Let me add a brief remark to Sally Thomason's comments in the previous post, but couched in somewhat stronger terms. The conclusions she is dubious about concern the hypothesis that mathematical ability is retarded for English speakers because the root "ten" is not visible in a word like "fifteen" (indeed, the root "five" isn't very clearly visible there either). But these conclusions seem to me not just questionable but completely fatuous. It is having learned to count to 100 in Hindi that convinces me of this. To a rough approximation, there are no real signs of any transparency at all in the numeral words from 1 to 100 in Hindi. The morphophonemic alterations that have taken place over the millennia (a consequence, I would think, of a long tradition of rote learning of the numerals in purely oral form) are so radical that you could learn to count all the way up to n and still not be able to guess what the word for n + 1 will sound like, for any n < 101 (it gets easier after 100). Yet — and this is the point — anyone who thinks Hindi-speaking people are among the mathematically incapable knows nothing about India, or about California higher education, or the sociology of present-day Silicon Valley.

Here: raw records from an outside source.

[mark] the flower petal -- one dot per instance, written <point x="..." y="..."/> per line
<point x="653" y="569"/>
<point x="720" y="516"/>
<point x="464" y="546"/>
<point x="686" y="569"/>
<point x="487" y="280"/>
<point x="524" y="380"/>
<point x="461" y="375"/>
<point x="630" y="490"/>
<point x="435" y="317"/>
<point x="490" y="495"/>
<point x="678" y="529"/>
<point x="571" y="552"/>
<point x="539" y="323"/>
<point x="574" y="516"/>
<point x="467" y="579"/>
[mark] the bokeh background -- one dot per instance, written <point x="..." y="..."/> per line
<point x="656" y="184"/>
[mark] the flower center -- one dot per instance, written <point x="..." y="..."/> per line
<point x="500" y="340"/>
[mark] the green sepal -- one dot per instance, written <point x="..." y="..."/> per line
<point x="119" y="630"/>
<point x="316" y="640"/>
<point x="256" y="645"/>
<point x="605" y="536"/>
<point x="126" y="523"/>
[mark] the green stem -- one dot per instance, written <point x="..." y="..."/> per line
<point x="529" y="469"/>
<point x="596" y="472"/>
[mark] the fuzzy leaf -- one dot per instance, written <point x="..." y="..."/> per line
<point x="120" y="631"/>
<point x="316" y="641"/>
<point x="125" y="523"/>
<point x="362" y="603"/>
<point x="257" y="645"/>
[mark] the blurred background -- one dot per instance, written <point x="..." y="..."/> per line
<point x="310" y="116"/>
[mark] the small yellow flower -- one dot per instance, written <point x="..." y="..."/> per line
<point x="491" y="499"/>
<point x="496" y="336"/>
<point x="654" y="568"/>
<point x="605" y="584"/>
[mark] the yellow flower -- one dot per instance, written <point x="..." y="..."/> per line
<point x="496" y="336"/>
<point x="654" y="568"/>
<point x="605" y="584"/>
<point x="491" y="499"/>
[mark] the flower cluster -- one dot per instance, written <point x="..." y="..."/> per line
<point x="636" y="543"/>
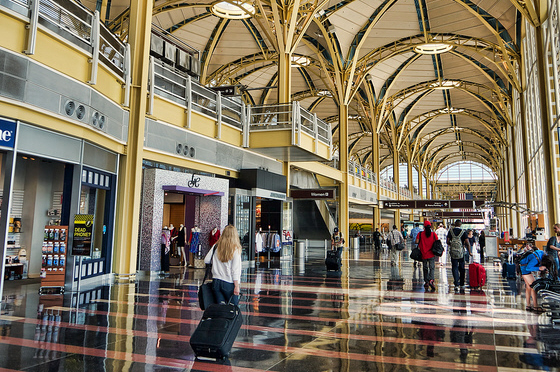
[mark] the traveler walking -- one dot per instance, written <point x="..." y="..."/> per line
<point x="457" y="240"/>
<point x="413" y="234"/>
<point x="553" y="246"/>
<point x="425" y="241"/>
<point x="482" y="245"/>
<point x="441" y="232"/>
<point x="377" y="238"/>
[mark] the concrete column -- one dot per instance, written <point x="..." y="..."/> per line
<point x="130" y="172"/>
<point x="343" y="214"/>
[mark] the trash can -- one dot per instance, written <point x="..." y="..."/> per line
<point x="300" y="249"/>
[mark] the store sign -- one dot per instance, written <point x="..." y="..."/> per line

[Added later: All right, all right, I know I'm being utterly and unscientifically careless here, because India has thousands of languages and dialects, and many Silicon Valley programmers come from the Dravidian area in the south where the languages are less closely related to Hindi than English is. I know, I know. So all I'm saying is that I simply don't believe that a math deficit will some day be identified in Hindi speakers as a group that isn't there in Tamil speakers as a group and the explanation will turn out to be the transparency of the morphology in the numeral system. I'm not going to investigate it because I think the idea is completely loony. It wasn't me that raised this crackpot idea, was it?]

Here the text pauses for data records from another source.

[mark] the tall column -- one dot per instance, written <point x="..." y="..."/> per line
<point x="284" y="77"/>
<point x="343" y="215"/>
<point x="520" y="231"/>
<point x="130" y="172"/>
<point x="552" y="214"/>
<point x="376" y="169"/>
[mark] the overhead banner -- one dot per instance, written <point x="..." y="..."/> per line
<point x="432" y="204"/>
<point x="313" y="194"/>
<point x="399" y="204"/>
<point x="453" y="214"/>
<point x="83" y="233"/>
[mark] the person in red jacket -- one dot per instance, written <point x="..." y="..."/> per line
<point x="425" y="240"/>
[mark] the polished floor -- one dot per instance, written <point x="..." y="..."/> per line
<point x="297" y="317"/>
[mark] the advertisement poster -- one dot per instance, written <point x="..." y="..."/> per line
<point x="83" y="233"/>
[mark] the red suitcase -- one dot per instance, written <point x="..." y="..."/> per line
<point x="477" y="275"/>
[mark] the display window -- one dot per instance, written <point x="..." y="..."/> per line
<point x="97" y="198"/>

I won't type from 1 to 100 — spare me — but just to give a sense of the horrors that await, of how opaque the Hindi numerals are, I'll give the list from 1 to 20. (Phonetic nerd note: Single a is schwa, double is long [a], e and o are long, au is Cardinal Vowel #6 and ai Cardinal Vowel #3 for many speakers; ch is prepalatal stop, capital T is retroflex and t and d are dental, all aspirated if and only if h follows.)
1 one ek 11 eleven gyaaraa 2 two do 12 twelve baaraa 3 three tiin 13 thirteen teraa 4 four chaar 14 fourteen chaudaa 5 five panch 15 fifteen pandraa 6 six chhai 16 sixteen solaa 7 seven saath 17 seventeen satraa 8 eight aaTh 18 eighteen aTharah 9 nine nau 19 nineteen unniis 10 ten das 20 twenty biis
The really extraordinary thing is that it doesn't get much easier for the next eighty numeral words.